Information Services and Emergency Communications staff described a planned multi-million-dollar radio and microwave upgrade, outlined near-term payments and proposed a reduction to an earlier $1.3 million request after clarifying invoices and agency billing plans.

Beau from Information Services and Emergency Communications (EC) staff outlined a multi-part plan to pay for ongoing county radio and microwave upgrades and asked the Board of Commissioners to approve transfers to finance near-term invoices.

Beau said the overall package discussed with EC totaled about $1.3 million in transfers to fund BCS vendor invoices and the radio upgrade rollout. He detailed scheduled payments: an immediate payment of $543,000 to BCS for the microwave upgrade, a second planned microwave payment of $425,000 in early 2026 and a planned radio upgrade payment of about $824,000 expected around July. He also described a one-time transfer item originally estimated at $200,000 that Beau said could likely be reduced: “I believe we can actually reduce that $200,000 down to $85,000,” Beau said.

How the money flows: Beau said payments from the county would first be processed through Information Services and then transferred to Emergency Communications; EC would bill partner agencies (sheriff, corrections, public works) for their shares afterward.

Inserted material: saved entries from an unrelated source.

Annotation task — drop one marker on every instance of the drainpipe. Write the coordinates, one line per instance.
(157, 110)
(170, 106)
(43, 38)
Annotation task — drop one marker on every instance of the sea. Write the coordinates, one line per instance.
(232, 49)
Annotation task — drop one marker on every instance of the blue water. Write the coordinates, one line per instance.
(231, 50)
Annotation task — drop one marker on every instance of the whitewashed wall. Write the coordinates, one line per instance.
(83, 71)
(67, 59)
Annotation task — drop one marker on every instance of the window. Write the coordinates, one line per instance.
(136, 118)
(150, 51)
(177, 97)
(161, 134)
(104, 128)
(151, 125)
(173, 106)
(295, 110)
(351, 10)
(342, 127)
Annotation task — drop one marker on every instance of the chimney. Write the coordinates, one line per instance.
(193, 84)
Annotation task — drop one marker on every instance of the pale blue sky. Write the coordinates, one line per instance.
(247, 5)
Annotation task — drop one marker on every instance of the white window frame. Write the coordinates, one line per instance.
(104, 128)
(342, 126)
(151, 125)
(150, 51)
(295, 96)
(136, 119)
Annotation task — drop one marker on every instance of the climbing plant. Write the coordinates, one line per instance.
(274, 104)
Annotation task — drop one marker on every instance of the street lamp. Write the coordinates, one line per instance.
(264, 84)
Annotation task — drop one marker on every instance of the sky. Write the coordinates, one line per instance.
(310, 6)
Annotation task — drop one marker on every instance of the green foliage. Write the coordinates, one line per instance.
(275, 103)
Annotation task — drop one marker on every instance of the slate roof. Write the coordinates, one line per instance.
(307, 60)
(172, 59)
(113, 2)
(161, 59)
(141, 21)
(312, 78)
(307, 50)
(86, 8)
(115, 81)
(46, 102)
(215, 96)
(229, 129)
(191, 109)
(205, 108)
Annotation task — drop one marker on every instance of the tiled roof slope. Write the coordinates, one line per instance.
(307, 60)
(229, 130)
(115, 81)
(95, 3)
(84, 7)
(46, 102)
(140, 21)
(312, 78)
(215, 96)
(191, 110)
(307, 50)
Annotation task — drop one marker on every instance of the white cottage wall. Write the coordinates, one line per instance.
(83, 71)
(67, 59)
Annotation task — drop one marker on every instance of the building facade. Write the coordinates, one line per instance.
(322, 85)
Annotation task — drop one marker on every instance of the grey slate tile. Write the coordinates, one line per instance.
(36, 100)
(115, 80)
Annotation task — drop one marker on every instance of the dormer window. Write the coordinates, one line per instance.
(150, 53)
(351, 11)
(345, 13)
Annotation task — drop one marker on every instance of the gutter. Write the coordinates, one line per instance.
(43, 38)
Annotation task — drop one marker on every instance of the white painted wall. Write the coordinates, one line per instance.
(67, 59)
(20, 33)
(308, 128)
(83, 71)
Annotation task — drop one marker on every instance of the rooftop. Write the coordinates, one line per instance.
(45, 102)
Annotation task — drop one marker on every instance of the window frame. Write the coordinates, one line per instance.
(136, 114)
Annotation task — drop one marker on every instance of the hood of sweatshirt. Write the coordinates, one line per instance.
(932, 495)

Beau and staff emphasized that many related costs will be recovered through interagency billing, user fees and partner shares as the radio system equipment is issued to county departments.

Why it matters: Commissioners were told the joint procurement and cost-sharing approach with BCS and regional partners (the “big five”) reduces the county’s standalone cost compared with an all‑in local deployment. Beau summarized projected totals over a 10-year horizon when cost-sharing: “Going the route that we’re going right now, just looking at the radio fees, we’re looking at 8,000,000 over 10 years,” he said; he added that an independent county-only approach would have been a much larger multi‑million-dollar expense.

Timing and next steps: Beau said some user fees will not begin until the radio equipment is issued — possibly mid‑2026 — and staff recommended an initial transfer to enable the vendor invoices while the county finalizes billing to partner agencies. Staff suggested a modest downward adjustment to the requested transfer after reconciling vendor billing and department contributions.

Ending: Commissioners asked staff to reflect the reduced one-time transfer estimate in the budget lines and to return updated revenue and billing schedules as they finalize payments to BCS and move into the equipment issuance phase.